Access to childcare has become increasingly burdensome nationwide, with cost increases outpacing inflation and a shortage of workers contributing to a lack of sufficient childcare opportunities. According to data from the Economic Policy Institute, New Jersey is the 13th most expensive state in the nation for childcare, with the average annual cost of infant care for one child at $18,155, or $1,513 per month. In the case of a four-year-old, that cost is only marginally lower, at $17,534, or $1,461 per month.
“For many families, childcare has simply become unaffordable, outpacing even the annual cost of college tuition,” said Senator Singleton (D-Burlington). “Not only does this prevent families from saving for a home or their child’s education, it also has the effect of pressuring parents, usually women, to drop out of the workforce and put their careers on hold. By giving employers an additional incentive to provide childcare, parents can continue to work while lowering their costs.”
The bill, S-4829, would provide corporation business and gross income tax credits to employers of up to $100,000 per taxable period for 50 percent of any of the following expenses incurred during that taxable period:
• expenses related to the acquisition, construction, reconstruction, renovation, or other improvements to property that is to be used by the employer, or another person under contract or agreement with the employer, to conduct, maintain, and operate a qualified childcare center primarily for the children of the employer’s employees;
• expenses related to the maintenance and operation of an on-site qualified childcare center of the employer that is used primarily by the employees of the employer;
• expenses that are paid to another person or entity, under contract or agreement with the employer, to provide childcare services to children of employees; and
• payments made to an employed individual to subsidize expenses incurred by the employee for childcare services at a qualified childcare center.

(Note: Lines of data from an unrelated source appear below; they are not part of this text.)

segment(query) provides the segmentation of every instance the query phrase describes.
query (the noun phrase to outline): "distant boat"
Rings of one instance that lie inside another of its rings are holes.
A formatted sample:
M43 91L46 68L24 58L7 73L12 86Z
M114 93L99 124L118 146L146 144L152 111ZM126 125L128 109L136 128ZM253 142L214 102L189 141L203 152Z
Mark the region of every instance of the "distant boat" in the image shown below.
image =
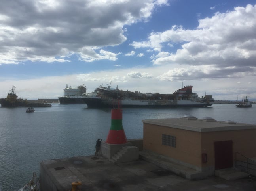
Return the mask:
M248 101L247 96L241 104L236 105L235 106L237 108L251 108L252 104Z
M11 93L7 94L6 98L0 99L1 106L6 108L15 107L51 107L51 105L41 102L32 102L27 99L18 98L18 95L15 93L16 87L13 85Z
M26 113L32 113L35 110L34 109L34 108L31 107L28 108L26 109Z

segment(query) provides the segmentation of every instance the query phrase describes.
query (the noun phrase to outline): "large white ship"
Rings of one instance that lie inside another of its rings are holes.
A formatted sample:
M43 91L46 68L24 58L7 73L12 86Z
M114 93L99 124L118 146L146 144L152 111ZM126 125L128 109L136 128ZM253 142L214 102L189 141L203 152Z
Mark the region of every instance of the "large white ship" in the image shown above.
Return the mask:
M63 97L58 98L60 104L84 104L85 103L82 99L82 98L91 97L96 95L96 93L93 95L93 93L86 93L86 87L79 85L76 87L68 86L63 89L64 95Z

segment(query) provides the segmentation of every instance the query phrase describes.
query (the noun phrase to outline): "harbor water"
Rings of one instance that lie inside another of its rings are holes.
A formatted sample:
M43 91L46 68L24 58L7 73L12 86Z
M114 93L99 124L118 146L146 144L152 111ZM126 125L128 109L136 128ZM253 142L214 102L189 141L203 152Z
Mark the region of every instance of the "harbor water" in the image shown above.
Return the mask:
M93 155L96 141L105 141L111 123L111 109L87 108L85 104L52 104L26 113L25 108L0 108L0 191L17 191L46 159ZM143 138L142 119L179 118L192 115L218 121L256 124L256 105L237 108L214 104L197 108L123 109L127 139Z

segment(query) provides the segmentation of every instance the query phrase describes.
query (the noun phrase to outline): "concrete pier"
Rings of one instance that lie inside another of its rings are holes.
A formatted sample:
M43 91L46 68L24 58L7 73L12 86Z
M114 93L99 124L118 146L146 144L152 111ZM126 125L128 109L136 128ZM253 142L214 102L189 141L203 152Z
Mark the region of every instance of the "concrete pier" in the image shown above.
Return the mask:
M132 142L139 147L142 142ZM132 145L128 146L135 147ZM183 175L197 177L199 172L142 150L140 147L137 159L121 163L99 155L43 161L40 163L40 190L71 190L71 184L76 181L82 182L78 186L80 191L255 190L256 182L251 177L235 181L215 176L188 180Z

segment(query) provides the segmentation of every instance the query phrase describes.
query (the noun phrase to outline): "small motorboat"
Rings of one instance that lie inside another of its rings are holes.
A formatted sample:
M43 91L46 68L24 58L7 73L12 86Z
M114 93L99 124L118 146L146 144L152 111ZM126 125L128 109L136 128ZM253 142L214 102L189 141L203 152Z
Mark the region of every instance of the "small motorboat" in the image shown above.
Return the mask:
M235 106L237 108L251 108L252 104L249 102L247 96L242 103Z
M35 111L35 110L33 108L28 108L26 109L26 113L32 113Z

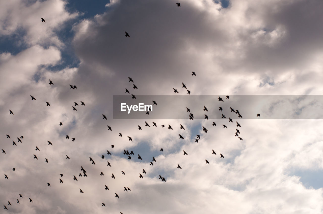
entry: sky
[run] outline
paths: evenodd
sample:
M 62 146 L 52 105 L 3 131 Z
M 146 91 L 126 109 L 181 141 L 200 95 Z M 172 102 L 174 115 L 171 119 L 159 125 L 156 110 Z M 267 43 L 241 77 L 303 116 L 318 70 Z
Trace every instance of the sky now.
M 322 213 L 323 2 L 176 3 L 0 2 L 0 212 Z M 158 105 L 114 119 L 130 94 Z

“This legislation is a major step forward for New Jersey’s workforce and economy. By supporting employers who invest in childcare solutions, we strengthen both employee morale and business productivity. Southern New Jersey’s employers welcome this measure as a practical, pro-growth policy that helps retain talent, boost participation in the labor force, and make our communities more resilient. Thank you to Senator Singleton for his leadership on this important issue,” said Christina Renna, President and CEO of Chamber of Commerce Southern New Jersey.

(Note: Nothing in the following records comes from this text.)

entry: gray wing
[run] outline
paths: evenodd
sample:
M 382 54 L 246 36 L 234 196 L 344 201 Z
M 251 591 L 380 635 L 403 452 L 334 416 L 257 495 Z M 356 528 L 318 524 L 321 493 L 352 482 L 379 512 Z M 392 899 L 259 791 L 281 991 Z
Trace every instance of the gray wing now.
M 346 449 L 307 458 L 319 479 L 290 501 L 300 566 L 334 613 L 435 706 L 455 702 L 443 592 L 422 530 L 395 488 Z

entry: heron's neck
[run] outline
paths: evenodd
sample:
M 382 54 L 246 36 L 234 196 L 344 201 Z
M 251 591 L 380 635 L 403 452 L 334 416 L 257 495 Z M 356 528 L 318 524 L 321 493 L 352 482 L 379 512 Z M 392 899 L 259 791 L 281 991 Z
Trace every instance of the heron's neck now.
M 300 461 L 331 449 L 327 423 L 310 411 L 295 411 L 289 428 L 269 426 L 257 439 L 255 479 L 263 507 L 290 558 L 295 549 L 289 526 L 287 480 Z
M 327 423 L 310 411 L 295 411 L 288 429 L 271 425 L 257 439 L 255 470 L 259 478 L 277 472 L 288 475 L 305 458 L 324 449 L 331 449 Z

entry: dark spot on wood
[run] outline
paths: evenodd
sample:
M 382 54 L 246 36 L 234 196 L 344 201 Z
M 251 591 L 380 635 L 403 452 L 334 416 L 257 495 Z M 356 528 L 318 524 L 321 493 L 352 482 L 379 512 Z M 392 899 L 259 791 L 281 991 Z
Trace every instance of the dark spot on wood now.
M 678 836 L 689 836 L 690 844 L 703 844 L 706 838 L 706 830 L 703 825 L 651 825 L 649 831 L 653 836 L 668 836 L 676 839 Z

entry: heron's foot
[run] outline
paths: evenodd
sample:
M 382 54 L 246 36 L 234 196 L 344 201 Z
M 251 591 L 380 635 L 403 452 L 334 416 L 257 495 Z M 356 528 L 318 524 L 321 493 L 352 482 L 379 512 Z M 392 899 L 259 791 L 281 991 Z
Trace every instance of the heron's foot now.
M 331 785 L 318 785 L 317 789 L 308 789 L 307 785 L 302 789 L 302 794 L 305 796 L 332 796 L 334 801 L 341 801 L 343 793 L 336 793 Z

“At the New Jersey Chamber of Commerce, we recognize that expanding access to quality, affordable childcare is a smart economic growth strategy that benefits every sector of our state’s economy. By helping employers invest in childcare solutions for their employees, this bill strengthens working families, increases labor force participation, and makes New Jersey a more competitive place to do business,” said Amirah Hussain, New Jersey Chamber of Commerce, Director of Government Relations.

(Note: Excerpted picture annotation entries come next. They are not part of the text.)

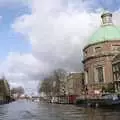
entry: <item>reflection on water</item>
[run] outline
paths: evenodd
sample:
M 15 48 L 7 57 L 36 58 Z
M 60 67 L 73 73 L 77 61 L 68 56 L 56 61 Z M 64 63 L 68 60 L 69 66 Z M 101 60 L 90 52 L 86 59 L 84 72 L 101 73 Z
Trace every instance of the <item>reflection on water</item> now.
M 0 106 L 0 120 L 120 120 L 120 110 L 17 101 Z

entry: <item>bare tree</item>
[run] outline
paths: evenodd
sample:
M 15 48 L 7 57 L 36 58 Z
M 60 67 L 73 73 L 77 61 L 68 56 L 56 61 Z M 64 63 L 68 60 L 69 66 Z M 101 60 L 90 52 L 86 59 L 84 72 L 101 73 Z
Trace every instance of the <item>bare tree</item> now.
M 62 79 L 64 79 L 66 71 L 64 69 L 56 69 L 51 72 L 51 75 L 47 76 L 39 87 L 39 93 L 44 92 L 46 95 L 59 96 L 60 87 L 63 85 Z

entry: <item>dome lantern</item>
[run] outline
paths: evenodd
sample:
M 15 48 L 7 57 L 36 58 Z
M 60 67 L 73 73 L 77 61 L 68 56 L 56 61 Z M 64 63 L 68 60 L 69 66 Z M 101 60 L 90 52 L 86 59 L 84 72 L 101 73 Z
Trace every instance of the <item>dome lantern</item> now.
M 101 18 L 102 18 L 102 25 L 110 25 L 110 24 L 112 24 L 112 13 L 104 12 L 101 15 Z

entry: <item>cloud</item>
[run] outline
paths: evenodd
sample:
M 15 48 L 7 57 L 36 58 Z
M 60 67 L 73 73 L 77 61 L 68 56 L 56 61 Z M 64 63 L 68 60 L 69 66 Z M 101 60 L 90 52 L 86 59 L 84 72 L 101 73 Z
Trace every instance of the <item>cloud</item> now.
M 17 18 L 13 28 L 28 37 L 33 56 L 43 64 L 80 71 L 82 48 L 100 23 L 98 15 L 75 8 L 73 2 L 34 0 L 31 15 Z
M 54 3 L 54 4 L 53 4 Z M 12 29 L 27 38 L 32 53 L 10 53 L 3 66 L 11 82 L 22 83 L 29 91 L 55 68 L 82 70 L 82 49 L 100 25 L 100 11 L 89 11 L 90 1 L 33 0 L 31 14 L 16 18 Z M 119 12 L 115 13 L 119 18 Z M 118 24 L 119 22 L 116 21 Z M 31 82 L 30 82 L 31 81 Z M 31 84 L 32 83 L 32 84 Z M 32 88 L 32 89 L 30 89 Z

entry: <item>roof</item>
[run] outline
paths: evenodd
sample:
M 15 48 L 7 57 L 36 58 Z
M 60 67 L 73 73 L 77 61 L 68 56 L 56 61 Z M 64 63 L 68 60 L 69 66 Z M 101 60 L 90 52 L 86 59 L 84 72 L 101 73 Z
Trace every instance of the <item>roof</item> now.
M 120 60 L 120 53 L 114 57 L 113 62 L 116 62 L 118 60 Z
M 120 28 L 114 25 L 101 26 L 89 39 L 89 44 L 120 40 Z
M 120 40 L 120 27 L 117 27 L 112 23 L 112 14 L 105 12 L 101 15 L 101 18 L 103 23 L 89 38 L 89 44 Z

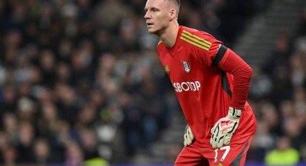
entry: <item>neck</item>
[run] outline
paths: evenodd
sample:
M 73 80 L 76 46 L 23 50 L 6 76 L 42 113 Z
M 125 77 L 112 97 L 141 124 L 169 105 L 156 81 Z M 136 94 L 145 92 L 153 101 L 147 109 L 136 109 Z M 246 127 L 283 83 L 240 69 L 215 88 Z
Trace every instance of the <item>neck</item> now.
M 178 32 L 179 24 L 175 22 L 166 29 L 165 32 L 160 35 L 160 38 L 168 47 L 172 47 L 175 44 Z

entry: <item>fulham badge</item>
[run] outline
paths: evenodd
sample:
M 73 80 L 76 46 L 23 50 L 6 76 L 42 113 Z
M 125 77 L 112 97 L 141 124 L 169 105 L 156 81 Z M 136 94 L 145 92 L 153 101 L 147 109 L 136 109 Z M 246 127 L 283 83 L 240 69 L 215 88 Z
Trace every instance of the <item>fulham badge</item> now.
M 185 70 L 185 72 L 188 73 L 190 72 L 189 63 L 188 63 L 187 61 L 183 61 L 183 62 L 182 62 L 182 63 L 183 64 L 184 70 Z

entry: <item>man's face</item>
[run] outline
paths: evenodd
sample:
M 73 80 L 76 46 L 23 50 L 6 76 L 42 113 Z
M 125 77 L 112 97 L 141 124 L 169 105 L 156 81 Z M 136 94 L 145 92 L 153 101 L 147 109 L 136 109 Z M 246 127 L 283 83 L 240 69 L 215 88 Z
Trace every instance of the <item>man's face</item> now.
M 147 0 L 145 7 L 145 19 L 148 32 L 161 35 L 170 22 L 169 1 L 165 0 Z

“With childcare being the industry that ensures that working families can literally show up to work and contribute significantly to our state's economy, we need an all-hands-on-deck approach to address rising costs. We commend Senator Singleton and the Legislature for prioritizing this issue and we look forward to working together to codify efficient and strategic collaborations between government and employers to support our state's workforce,” said Althea D. Ford, Vice President of Government Affairs, New Jersey Business and Industry Association.
Under the bill, the term “childcare services” would apply only to services provided for the care, supervision, and education of children under the age of 13 that meet state licensing standards. To be eligible for the credit, an employer would need to submit an application to the Commissioner of Labor and Workforce Development that includes evidence of the employer’s qualified expenses. Furthermore, the Commissioner would be required to conduct an annual evaluation of the tax credits issued under the legislation to assess their impact on the availability of, and employee satisfaction with, employer-provided childcare, as well as submit a report to the Governor and Legislature including the number of businesses participating, tax credits claimed, and recommendations for improvements.